One: It was originally planned as a sequel to the 1985 movie Commando, with Arnold Schwarzenegger’s character scrambling through a big-city skyscraper, picking off terrorists. I think the end result benefitted for starring Bruce Willis instead, though I wouldn’t mind hearing Arnold Schwarzenegger attempt the like “Yippie-kay-yay, motherfucker.” The fact that General Esperanza in Die Hard 2 hails from the factional Latin American nation of Val Verde is a nod to the setting of Commando.

Two: Though initially planned as a sequel to Commando, the plot originated in a 1979 detective novel, Nothing Lasts Forever, which itself was the sequel to The Detective, a book that was adapted into a film of the same name in 1968. It starred Frank Sinatra, who is essentially playing a prototype for Bruce Willis’s Die Hard character.

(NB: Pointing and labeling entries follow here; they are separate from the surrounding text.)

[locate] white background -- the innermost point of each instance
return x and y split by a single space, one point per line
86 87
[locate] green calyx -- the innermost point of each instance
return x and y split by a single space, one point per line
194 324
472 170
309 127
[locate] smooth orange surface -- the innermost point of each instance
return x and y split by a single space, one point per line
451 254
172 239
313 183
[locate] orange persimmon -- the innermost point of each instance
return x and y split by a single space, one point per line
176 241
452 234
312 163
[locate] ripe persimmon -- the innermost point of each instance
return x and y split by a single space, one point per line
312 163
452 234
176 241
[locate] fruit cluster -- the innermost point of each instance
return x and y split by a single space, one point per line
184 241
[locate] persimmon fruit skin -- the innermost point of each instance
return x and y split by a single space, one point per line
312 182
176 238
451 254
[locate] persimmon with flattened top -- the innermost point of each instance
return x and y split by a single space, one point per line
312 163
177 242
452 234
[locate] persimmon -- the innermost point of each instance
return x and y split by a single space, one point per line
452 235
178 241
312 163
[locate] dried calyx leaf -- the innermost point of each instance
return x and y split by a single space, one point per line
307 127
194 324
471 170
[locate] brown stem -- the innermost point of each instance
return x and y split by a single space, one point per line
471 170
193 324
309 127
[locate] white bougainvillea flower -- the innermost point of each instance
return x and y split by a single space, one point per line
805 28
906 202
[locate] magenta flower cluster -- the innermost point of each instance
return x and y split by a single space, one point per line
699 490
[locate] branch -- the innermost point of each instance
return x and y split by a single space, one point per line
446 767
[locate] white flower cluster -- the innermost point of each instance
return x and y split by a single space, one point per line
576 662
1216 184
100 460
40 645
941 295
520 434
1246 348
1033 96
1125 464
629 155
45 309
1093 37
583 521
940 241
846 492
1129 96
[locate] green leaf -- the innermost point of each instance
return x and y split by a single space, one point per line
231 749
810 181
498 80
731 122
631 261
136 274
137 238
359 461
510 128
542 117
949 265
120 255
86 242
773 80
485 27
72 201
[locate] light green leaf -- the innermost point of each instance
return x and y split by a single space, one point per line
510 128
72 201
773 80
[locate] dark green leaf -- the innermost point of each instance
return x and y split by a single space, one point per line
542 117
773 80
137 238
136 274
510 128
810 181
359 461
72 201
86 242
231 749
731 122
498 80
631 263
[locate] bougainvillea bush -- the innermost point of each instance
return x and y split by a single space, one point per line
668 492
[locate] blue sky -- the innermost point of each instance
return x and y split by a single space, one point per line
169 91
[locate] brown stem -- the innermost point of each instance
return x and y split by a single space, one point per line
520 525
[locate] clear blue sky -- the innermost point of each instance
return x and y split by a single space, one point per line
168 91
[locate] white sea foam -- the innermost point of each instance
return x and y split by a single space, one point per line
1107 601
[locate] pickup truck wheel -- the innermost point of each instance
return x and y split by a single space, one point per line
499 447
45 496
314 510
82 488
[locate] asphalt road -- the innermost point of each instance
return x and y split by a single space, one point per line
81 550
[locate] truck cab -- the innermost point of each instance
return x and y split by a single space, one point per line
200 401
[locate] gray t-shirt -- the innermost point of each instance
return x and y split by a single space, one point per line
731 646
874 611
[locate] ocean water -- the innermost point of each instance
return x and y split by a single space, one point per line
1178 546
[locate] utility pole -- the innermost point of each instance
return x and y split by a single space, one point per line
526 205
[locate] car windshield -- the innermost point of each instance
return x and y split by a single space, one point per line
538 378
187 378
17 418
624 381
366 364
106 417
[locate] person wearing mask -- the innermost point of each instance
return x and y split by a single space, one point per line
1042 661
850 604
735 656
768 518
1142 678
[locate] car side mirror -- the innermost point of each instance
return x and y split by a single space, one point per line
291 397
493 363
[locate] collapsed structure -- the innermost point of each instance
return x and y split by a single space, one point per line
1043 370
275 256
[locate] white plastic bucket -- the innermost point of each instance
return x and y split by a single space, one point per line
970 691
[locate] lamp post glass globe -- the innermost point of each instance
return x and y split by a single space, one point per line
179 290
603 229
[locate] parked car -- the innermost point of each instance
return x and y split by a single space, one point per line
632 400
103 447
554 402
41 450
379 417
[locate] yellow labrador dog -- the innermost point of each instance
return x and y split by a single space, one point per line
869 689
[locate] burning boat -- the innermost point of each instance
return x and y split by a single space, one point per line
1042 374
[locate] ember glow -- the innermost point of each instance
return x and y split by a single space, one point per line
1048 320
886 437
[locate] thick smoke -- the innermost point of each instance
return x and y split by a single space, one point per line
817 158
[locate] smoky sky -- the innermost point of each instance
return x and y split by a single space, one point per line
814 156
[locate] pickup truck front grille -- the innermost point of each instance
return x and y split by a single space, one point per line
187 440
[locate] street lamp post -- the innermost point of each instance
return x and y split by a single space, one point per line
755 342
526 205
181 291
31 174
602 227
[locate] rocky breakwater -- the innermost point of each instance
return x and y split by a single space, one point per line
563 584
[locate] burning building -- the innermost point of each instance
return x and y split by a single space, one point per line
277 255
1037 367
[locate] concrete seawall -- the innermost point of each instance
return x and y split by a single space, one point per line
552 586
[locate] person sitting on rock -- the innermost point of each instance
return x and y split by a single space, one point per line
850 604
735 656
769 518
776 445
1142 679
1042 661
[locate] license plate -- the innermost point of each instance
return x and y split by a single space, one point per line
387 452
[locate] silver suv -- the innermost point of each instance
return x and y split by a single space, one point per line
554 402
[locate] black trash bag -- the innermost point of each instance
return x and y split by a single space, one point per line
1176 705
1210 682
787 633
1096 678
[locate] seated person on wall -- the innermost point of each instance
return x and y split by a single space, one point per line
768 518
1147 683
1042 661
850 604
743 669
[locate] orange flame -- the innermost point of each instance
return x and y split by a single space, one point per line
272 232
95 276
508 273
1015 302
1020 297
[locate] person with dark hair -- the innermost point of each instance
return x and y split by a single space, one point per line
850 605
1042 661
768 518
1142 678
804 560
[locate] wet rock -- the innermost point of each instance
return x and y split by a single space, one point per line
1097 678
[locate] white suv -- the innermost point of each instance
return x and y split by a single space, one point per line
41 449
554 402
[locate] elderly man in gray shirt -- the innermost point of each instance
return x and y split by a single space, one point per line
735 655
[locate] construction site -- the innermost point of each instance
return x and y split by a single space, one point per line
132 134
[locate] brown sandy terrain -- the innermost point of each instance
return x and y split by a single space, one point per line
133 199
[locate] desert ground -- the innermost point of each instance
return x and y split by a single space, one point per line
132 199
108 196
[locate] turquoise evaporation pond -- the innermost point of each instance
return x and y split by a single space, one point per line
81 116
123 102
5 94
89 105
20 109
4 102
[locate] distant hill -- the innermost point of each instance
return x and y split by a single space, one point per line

Three: Hans Gruber, the ur-90s action film heavy played by Alan Rickman, gets his name from a minor villain in the 1966 spy movie parody Our Man Flint. The film starred James Coburn as a twist on James Bond… thirty years before Mike Myers played a similar character in Austin Powers. (In fact, the ringtone of Austin’s personal phone is lifted directly from one in Our Man Flint, though before Austin it had been used in the less successful Bruce Willis action flick, Hudson Hawk.) The Hans Gruber of Our Man Flint gets iced by Flint in a toilet stall, so you might even say that that Irish assassin in Austin Powers — “They’re always after me lucky charms!” — has some shared DNA with the Die Hard Hans Gruber.

Non-trivia-related postscript: What is the best way to write out the word yippie-kay-yay, anyway?